GMIT: korban kekerasan seksual alami kekerasan berlapis

Ketua Pengurus Rumah Harapan, Gereja Masehi Injili Timor (GMIT) Kupang, Frederika Tadu Hungu (tengah) bersama Ketua Sinode GMIT, Pendeta Meri Kolimon (kanan) menggelar jumpa pers dengan tema "Catatan Pendampingan Rumah Harapan GMIT tahun 2018" di Kupang, Kamis. (ANTARA Foto/Aloysius Lewokeda)

"Para korban kasus kekerasan seksual yang terjadi di daerah setempat pada umumnya juga mengalami kekerasan berlapis," Frederika Tadu Hungu .
Kupang (ANTARA) - Ketua Pengurus Rumah Harapan, Gereja Masehi Injili Timor (GMIT) Kupang, Frederika Tadu Hungu mengemukakan para korban kasus kekerasan seksual yang terjadi di daerah setempat pada umumnya juga mengalami kekerasan berlapis.

"Kekerasan berlapis itu seperti penipuan, penjeratan utang, dan persoalan keluarga," katanya kepada wartawan dalam kegiatan jumpa pers bertema Catatan Pendampingan Rumah Harapan GMIT tahun 2018 di Kupang, Kamis (14/3).

Ia menjelaskan, Rumah Harapan GMIT telah mendampingi sebanyak sembilan kasus kekerasan seksual yang menimpah kaum perempuan di daerah itu sepanjang tahun 2018.

Pihaknya telah melayani para korban seperti memediasi dengan pihak keluarga, mediasi penyelesaian masalah utang, dan memfasilitasi pemulangan.

Frederika menjelaskan, sepanjang tahun 2018, Rumah Harapan sebagai organisasi bentukan GMIT yang untuk menangani para korban kekerasan dan ketidakadilan telah melakukan kerja pendampingan terhadap 33 korban dan 11 saksi.

Jumlah korban terbanyak berupa kasus kekerasan seksual sebanyak sembilan kasus. Menyusul kasus kekerasan dalam rumah tangga (KDRT) dan perdagangan orang masing-masing tujuh kasus.

Selain itu, ada pula kasus ingkar janji menikah sebanyak lima kasus, tiga kasus kekerasan anak, dan kekerasan terhadap perempuan lainnya dua kasus.
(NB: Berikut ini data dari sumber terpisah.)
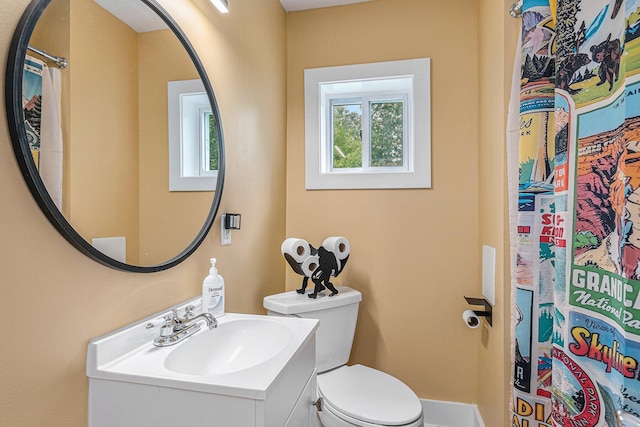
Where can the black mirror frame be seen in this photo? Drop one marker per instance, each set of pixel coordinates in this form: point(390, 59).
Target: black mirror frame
point(17, 130)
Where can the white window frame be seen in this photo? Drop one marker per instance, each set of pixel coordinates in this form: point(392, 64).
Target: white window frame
point(188, 137)
point(409, 80)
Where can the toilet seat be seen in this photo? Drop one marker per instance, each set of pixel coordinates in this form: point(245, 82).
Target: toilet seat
point(367, 397)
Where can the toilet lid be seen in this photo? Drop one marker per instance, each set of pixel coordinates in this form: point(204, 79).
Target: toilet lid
point(369, 395)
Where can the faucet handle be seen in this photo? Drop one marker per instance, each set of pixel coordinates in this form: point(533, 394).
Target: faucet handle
point(167, 329)
point(188, 311)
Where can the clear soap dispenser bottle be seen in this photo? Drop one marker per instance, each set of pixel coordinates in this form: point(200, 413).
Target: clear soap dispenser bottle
point(213, 292)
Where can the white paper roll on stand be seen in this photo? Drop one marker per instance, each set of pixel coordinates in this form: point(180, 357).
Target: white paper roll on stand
point(298, 249)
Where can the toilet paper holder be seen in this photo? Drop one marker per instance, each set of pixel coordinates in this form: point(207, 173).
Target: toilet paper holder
point(488, 309)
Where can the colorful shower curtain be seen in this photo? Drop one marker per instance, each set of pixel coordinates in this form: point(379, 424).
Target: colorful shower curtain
point(576, 214)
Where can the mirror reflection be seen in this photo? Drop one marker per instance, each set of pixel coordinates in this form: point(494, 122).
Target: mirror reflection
point(101, 134)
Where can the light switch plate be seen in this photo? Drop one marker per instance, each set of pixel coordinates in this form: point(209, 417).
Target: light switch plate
point(225, 233)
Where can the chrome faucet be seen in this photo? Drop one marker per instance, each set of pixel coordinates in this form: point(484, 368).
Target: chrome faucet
point(176, 329)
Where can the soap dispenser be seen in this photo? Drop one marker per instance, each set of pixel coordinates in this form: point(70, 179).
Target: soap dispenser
point(213, 292)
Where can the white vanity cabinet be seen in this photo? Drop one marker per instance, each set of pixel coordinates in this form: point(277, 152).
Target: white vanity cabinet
point(134, 388)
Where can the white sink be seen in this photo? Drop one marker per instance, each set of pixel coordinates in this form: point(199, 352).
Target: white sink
point(242, 357)
point(231, 347)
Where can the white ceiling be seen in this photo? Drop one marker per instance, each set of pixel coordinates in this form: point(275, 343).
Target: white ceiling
point(139, 17)
point(293, 5)
point(135, 14)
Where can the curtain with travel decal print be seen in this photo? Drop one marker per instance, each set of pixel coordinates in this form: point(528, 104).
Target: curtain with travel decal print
point(574, 152)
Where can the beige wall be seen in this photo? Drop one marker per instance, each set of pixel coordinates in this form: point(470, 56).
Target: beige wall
point(414, 253)
point(496, 42)
point(169, 221)
point(54, 299)
point(413, 275)
point(97, 151)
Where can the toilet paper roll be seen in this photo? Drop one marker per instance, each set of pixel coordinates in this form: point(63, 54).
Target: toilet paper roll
point(309, 265)
point(298, 249)
point(471, 319)
point(338, 245)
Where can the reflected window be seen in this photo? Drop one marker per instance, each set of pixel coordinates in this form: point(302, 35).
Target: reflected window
point(193, 138)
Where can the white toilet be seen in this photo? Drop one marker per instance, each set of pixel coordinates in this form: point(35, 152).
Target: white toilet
point(351, 395)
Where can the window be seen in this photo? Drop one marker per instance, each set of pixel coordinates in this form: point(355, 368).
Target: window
point(193, 138)
point(367, 126)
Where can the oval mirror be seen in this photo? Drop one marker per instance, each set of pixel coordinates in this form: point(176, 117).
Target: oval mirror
point(93, 138)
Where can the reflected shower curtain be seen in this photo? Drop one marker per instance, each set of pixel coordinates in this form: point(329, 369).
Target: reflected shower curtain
point(41, 100)
point(575, 216)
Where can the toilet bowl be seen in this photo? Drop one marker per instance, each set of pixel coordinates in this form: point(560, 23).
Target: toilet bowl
point(351, 395)
point(361, 396)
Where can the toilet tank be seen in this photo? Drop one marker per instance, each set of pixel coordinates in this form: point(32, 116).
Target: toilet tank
point(337, 315)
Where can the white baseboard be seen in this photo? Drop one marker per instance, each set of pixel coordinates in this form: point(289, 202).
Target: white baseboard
point(451, 414)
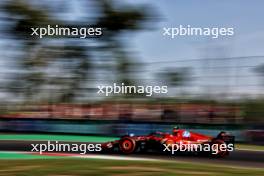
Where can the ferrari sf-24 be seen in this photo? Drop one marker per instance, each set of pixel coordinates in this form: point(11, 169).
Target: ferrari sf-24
point(178, 142)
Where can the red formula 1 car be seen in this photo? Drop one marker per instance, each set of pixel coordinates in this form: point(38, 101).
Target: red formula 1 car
point(179, 141)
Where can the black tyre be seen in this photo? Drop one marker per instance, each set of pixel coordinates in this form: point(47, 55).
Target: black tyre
point(127, 145)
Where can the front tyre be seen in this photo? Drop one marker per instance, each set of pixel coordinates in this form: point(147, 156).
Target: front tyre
point(216, 150)
point(127, 145)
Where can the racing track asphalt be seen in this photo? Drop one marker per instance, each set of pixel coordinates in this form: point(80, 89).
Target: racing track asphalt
point(236, 158)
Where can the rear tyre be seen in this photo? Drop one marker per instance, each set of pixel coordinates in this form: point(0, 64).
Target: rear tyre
point(127, 145)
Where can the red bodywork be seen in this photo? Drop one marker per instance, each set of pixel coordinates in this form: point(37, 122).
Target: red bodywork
point(157, 140)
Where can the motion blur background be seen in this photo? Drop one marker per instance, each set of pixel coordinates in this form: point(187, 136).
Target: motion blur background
point(210, 81)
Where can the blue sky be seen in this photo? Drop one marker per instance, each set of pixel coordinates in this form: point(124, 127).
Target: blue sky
point(245, 16)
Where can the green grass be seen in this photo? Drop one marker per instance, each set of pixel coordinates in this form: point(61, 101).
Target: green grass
point(95, 167)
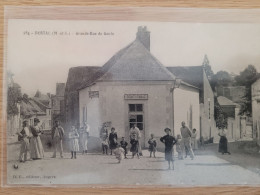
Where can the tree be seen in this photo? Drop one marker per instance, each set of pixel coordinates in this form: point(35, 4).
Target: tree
point(221, 78)
point(246, 78)
point(13, 97)
point(219, 115)
point(207, 68)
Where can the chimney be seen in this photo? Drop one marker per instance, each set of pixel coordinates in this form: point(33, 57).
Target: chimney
point(143, 36)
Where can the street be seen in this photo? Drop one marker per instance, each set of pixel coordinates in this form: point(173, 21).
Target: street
point(95, 168)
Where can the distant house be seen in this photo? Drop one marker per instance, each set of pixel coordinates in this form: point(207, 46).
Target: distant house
point(239, 128)
point(77, 77)
point(234, 93)
point(58, 107)
point(196, 76)
point(255, 89)
point(133, 87)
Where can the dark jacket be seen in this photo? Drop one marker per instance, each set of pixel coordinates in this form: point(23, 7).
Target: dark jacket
point(60, 130)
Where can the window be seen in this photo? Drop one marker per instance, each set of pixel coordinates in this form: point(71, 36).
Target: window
point(136, 116)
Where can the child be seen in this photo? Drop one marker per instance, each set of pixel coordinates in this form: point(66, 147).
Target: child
point(74, 143)
point(152, 146)
point(119, 151)
point(135, 144)
point(112, 139)
point(179, 147)
point(124, 144)
point(105, 144)
point(24, 136)
point(169, 142)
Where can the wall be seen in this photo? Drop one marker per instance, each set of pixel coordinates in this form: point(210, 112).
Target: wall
point(111, 106)
point(208, 125)
point(256, 109)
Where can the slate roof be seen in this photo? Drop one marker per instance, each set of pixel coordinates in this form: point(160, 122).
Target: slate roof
point(30, 107)
point(223, 101)
point(189, 74)
point(78, 76)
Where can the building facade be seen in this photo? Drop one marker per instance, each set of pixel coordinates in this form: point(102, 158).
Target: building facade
point(134, 87)
point(255, 89)
point(195, 75)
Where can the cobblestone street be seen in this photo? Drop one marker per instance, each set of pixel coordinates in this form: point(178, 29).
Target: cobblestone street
point(95, 168)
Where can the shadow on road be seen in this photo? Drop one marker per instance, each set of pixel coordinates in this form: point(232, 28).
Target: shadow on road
point(148, 169)
point(209, 164)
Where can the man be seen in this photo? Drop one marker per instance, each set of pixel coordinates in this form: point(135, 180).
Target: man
point(57, 136)
point(186, 139)
point(84, 135)
point(134, 131)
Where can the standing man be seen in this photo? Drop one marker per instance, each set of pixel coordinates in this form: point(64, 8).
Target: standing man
point(186, 139)
point(134, 131)
point(57, 136)
point(84, 135)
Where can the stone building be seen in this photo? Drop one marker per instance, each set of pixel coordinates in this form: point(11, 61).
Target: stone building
point(255, 90)
point(134, 87)
point(195, 75)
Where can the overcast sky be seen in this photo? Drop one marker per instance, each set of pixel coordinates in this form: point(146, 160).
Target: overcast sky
point(39, 61)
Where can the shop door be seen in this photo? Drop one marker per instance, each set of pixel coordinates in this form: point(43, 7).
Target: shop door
point(136, 116)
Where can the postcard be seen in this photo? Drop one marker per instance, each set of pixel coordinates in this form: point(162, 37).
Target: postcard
point(131, 102)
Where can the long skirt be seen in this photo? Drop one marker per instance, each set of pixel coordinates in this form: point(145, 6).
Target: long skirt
point(84, 141)
point(168, 154)
point(223, 145)
point(36, 148)
point(74, 145)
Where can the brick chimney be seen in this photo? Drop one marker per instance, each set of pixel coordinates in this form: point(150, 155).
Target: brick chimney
point(143, 36)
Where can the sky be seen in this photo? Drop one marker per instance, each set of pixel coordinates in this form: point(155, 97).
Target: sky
point(40, 52)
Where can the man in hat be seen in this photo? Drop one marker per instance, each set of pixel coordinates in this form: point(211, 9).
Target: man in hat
point(186, 138)
point(57, 136)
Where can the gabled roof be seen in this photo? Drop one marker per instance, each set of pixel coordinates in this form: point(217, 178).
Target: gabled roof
point(136, 63)
point(223, 101)
point(30, 107)
point(190, 74)
point(132, 63)
point(80, 76)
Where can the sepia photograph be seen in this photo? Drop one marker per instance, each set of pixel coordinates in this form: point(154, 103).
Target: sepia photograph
point(132, 103)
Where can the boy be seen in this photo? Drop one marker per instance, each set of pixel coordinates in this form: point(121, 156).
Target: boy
point(124, 144)
point(152, 146)
point(119, 151)
point(169, 142)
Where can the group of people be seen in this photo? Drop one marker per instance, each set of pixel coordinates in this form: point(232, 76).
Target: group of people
point(31, 140)
point(185, 143)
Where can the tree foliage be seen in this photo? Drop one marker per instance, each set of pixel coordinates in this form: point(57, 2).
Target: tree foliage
point(221, 78)
point(13, 96)
point(207, 68)
point(246, 78)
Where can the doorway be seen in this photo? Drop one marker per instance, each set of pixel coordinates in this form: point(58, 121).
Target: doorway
point(136, 116)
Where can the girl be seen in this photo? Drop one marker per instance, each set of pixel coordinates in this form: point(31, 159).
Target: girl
point(24, 135)
point(169, 142)
point(135, 145)
point(179, 147)
point(119, 152)
point(223, 142)
point(74, 143)
point(36, 147)
point(152, 146)
point(112, 139)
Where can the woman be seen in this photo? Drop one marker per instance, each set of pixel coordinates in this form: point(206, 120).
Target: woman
point(25, 146)
point(194, 143)
point(74, 143)
point(169, 142)
point(223, 142)
point(36, 147)
point(84, 134)
point(112, 139)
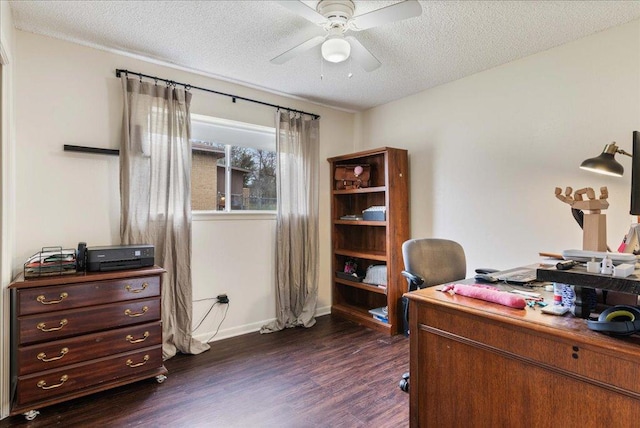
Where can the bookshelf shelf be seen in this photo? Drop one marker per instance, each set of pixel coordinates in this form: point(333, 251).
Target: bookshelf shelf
point(370, 242)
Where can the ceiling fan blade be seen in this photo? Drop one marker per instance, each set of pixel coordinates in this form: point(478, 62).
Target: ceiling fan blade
point(362, 56)
point(303, 10)
point(302, 47)
point(385, 15)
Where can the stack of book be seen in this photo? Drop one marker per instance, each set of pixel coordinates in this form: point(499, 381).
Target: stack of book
point(380, 314)
point(50, 262)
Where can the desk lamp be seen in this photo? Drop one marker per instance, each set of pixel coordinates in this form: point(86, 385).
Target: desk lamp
point(606, 164)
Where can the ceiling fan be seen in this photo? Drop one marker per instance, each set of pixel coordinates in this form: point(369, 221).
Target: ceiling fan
point(337, 17)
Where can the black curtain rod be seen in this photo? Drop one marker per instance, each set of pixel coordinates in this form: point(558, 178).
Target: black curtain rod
point(233, 97)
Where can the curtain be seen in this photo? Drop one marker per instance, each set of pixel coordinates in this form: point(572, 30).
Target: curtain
point(297, 141)
point(155, 197)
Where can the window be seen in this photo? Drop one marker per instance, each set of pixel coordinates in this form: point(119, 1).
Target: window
point(233, 166)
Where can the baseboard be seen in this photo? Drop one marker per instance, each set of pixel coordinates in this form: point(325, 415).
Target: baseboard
point(246, 328)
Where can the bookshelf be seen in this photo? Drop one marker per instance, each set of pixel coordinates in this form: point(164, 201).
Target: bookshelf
point(370, 242)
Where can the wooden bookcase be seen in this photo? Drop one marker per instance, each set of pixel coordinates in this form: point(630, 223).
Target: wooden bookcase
point(371, 242)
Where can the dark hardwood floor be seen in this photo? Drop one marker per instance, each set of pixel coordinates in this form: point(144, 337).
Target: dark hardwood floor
point(335, 374)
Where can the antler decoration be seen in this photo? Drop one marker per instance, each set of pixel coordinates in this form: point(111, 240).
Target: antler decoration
point(577, 201)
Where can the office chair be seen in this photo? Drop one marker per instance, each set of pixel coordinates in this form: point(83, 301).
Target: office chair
point(429, 262)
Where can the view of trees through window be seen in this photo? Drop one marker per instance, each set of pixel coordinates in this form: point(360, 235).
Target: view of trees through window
point(259, 178)
point(233, 165)
point(226, 177)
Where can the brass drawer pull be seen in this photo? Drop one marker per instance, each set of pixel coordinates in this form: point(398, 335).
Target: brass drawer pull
point(43, 327)
point(41, 298)
point(137, 290)
point(132, 365)
point(131, 314)
point(43, 357)
point(130, 338)
point(42, 384)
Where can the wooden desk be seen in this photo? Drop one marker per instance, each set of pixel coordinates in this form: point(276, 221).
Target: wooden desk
point(475, 363)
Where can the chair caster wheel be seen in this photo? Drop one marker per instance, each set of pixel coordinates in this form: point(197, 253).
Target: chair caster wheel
point(404, 385)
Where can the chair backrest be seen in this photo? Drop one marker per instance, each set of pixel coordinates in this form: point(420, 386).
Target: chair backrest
point(437, 261)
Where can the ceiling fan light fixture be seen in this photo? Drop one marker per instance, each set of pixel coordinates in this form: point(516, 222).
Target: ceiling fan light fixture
point(336, 49)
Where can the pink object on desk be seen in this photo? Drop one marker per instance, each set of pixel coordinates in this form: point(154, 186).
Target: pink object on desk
point(488, 293)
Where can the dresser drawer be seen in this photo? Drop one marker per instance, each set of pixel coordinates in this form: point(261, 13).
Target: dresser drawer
point(61, 324)
point(51, 355)
point(68, 379)
point(70, 296)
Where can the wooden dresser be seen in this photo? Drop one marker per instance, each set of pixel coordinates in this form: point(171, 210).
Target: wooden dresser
point(475, 363)
point(73, 335)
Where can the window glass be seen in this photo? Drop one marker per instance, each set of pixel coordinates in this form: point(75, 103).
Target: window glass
point(233, 166)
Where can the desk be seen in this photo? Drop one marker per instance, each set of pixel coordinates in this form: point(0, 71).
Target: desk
point(476, 363)
point(581, 279)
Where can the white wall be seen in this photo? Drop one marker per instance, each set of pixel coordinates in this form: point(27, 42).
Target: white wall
point(7, 146)
point(487, 151)
point(68, 94)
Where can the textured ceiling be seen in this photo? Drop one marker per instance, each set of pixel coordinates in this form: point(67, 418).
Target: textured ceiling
point(234, 40)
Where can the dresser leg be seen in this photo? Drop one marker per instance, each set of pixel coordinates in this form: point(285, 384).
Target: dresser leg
point(31, 415)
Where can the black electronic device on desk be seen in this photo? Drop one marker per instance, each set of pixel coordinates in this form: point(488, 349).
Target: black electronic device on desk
point(119, 257)
point(584, 281)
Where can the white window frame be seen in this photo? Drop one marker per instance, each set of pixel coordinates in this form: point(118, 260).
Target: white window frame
point(225, 131)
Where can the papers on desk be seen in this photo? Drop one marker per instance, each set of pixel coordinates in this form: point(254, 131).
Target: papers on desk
point(584, 256)
point(631, 242)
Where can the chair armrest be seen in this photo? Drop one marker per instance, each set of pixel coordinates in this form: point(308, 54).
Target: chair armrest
point(415, 281)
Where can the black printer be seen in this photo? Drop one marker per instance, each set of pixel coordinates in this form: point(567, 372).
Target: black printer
point(118, 257)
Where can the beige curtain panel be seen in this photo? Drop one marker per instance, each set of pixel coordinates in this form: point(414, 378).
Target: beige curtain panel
point(155, 197)
point(297, 141)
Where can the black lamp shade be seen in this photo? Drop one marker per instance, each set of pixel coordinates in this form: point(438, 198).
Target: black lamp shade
point(603, 164)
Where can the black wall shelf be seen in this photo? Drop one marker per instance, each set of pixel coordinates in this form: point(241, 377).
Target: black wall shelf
point(93, 150)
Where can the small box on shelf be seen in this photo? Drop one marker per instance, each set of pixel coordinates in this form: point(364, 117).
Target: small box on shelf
point(375, 213)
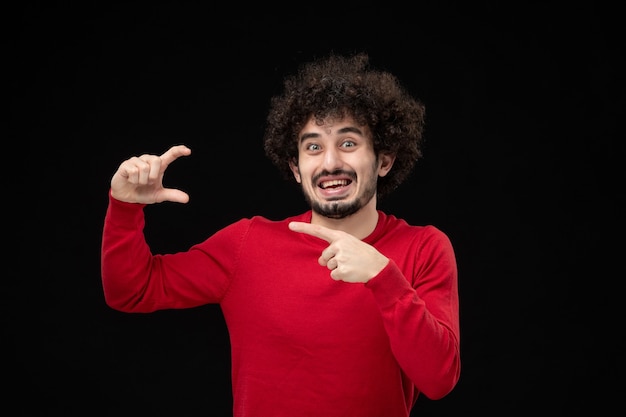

"Kerja pendampingan ini kami lakukan melalui selter kami seperti, pendampingan rohani, psikologi, mediasi, dan pendampingan hukum," katanya.

Ia menambahkan, kasus pendampingan lain yang dilakukan yaitu kasus anak bermasalah dengan hukum sebanyak dua kasus.

"Kasus ini melibatkan anak laki-laki yang sebenarnya adalah pelaku namun karena statusnya anak sehingga tetap punya hak untuk dilindungi," katanya.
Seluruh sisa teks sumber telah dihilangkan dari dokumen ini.